Boltzmann brains and the scale-factor cutoff measure of the multiverse
Andrea De Simone,1 Alan H. Guth,1 Andrei Linde,2,3 Mahdiyar Noorbala,2 Michael P. Salem,4 and Alexander Vilenkin4 1Center for Theoretical Physics, Laboratory for Nuclear Science, and Department of Physics, Massachusetts Institute of Technology, Cambridge, Massachusetts 02139, USA 2Department of Physics, Stanford University, Stanford, California 94305, USA 3Yukawa Institute of Theoretical Physics, Kyoto University, Kyoto, Japan 4Institute of Cosmology, Department of Physics and Astronomy, Tufts University, Medford, Massachusetts 02155, USA (Received 25 July 2010; published 14 September 2010)
To make predictions for an eternally inflating ‘‘multiverse,’’ one must adopt a procedure for regulating its divergent spacetime volume. Recently, a new test of such spacetime measures has emerged: normal observers—who evolve in pocket universes cooling from hot big bang conditions—must not be vastly outnumbered by ‘‘Boltzmann brains’’—freak observers that pop in and out of existence as a result of rare quantum fluctuations.

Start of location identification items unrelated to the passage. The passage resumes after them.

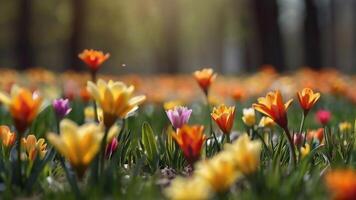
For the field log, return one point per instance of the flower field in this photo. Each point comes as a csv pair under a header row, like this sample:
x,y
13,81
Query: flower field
x,y
197,136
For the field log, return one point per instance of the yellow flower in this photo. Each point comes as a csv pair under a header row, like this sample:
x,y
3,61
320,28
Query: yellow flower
x,y
187,189
220,172
345,127
249,117
33,147
79,144
246,153
7,138
224,117
115,98
24,106
204,78
304,151
266,122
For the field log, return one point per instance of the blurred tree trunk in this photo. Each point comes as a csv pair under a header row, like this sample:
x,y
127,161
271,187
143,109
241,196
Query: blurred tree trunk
x,y
23,47
78,15
268,33
312,37
168,53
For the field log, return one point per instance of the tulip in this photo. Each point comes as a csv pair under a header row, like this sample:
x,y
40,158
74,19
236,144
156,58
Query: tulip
x,y
93,59
341,183
246,153
220,172
307,98
266,122
323,117
7,137
345,127
190,139
179,116
224,117
24,106
115,98
34,147
304,151
78,144
188,188
61,107
272,105
249,117
204,78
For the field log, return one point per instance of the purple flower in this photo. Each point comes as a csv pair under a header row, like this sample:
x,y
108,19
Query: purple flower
x,y
61,107
179,116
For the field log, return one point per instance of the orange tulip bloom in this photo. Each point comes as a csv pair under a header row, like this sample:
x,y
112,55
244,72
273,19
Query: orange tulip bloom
x,y
272,105
190,139
24,106
7,138
94,59
307,98
204,78
342,184
224,117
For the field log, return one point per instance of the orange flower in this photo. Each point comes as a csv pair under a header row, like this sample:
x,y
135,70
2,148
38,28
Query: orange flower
x,y
190,139
307,98
33,147
342,184
7,138
94,59
204,78
24,106
272,105
224,117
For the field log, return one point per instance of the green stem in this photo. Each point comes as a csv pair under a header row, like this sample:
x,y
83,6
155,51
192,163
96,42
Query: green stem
x,y
291,148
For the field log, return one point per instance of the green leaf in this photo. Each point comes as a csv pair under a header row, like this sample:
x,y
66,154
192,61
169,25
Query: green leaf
x,y
149,144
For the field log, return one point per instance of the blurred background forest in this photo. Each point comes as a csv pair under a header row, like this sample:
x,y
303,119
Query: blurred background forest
x,y
179,36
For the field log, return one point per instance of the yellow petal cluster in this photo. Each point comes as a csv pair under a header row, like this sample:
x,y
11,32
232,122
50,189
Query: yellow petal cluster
x,y
219,173
34,147
79,144
115,98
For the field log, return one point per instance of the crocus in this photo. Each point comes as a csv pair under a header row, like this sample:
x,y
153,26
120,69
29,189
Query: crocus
x,y
34,147
345,127
224,117
61,107
204,78
7,137
93,59
24,106
246,153
307,98
111,147
273,106
316,134
179,116
341,183
78,144
266,122
115,98
323,117
249,117
190,139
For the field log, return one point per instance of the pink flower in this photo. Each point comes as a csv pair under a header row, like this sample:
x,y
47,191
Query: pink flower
x,y
323,117
179,116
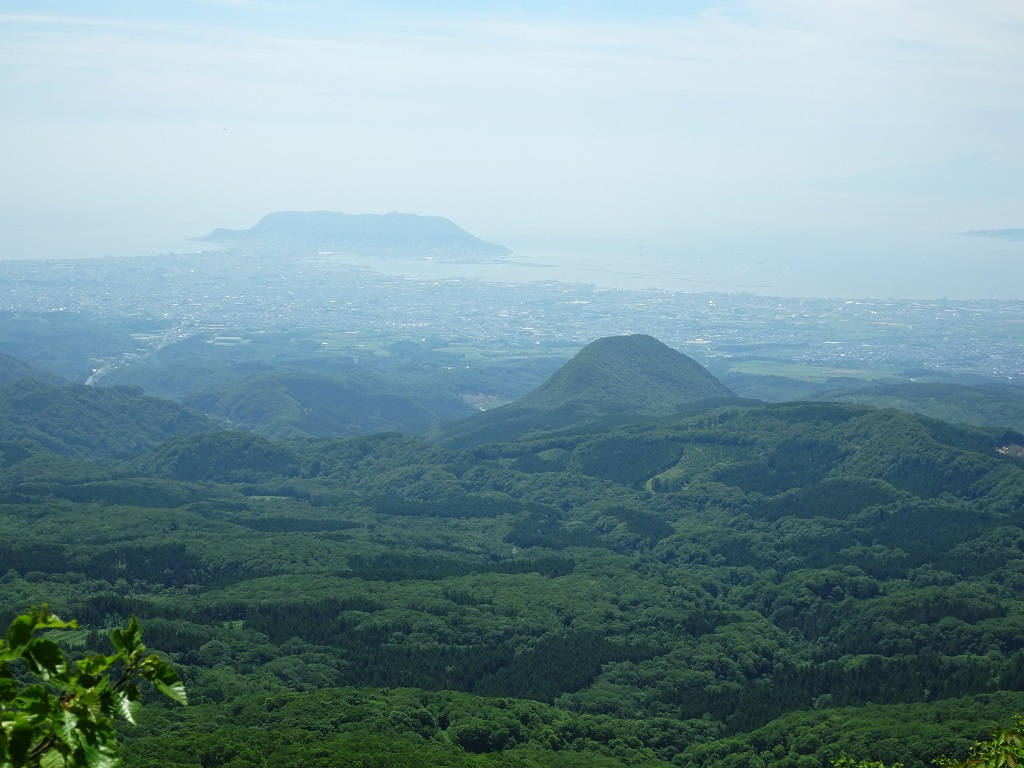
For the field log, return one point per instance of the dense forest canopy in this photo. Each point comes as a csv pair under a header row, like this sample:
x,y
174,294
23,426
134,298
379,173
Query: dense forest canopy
x,y
730,585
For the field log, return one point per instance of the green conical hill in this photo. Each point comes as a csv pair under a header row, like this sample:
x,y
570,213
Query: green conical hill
x,y
638,372
610,381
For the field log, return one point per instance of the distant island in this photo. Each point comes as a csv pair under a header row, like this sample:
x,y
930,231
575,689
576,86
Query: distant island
x,y
1013,235
404,235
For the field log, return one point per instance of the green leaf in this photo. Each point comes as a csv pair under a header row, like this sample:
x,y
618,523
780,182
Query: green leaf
x,y
98,747
35,700
19,634
118,641
94,665
46,658
67,728
19,739
165,679
128,708
52,759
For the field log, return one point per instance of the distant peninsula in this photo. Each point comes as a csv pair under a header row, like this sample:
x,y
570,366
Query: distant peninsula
x,y
1014,235
404,235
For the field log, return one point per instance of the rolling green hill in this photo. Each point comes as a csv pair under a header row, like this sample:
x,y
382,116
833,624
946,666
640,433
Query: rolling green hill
x,y
984,404
610,381
91,422
12,369
739,584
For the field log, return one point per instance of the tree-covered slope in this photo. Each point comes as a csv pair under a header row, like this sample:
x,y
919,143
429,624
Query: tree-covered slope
x,y
92,422
612,380
985,404
638,371
726,587
12,369
298,403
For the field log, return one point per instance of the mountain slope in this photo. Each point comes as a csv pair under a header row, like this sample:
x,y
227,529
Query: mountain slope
x,y
984,404
12,369
396,233
638,371
612,380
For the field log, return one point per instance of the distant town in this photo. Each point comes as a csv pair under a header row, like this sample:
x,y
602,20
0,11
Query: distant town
x,y
228,296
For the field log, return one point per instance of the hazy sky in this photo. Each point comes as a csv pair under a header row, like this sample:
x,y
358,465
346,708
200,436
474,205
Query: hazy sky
x,y
521,121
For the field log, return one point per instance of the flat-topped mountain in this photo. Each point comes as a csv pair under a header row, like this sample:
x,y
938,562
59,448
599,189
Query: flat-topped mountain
x,y
616,378
389,233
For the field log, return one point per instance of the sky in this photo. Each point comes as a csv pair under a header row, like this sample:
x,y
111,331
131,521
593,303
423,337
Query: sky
x,y
693,125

If the Boltzmann brains prevail, then a randomly chosen observer would be overwhelmingly likely to be surrounded by an empty world, where all but vacuum energy has redshifted away, rather than the rich structure that we observe. Using the scale-factor cutoff measure, we calculate the ratio of Boltzmann brains to normal observers. We find the ratio to be finite, and give an expression for it in terms of Boltzmann brain nucleation rates and vacuum decay rates. We discuss the conditions that these rates must obey for the ratio to be acceptable, and we discuss estimates of the rates under a variety of assumptions.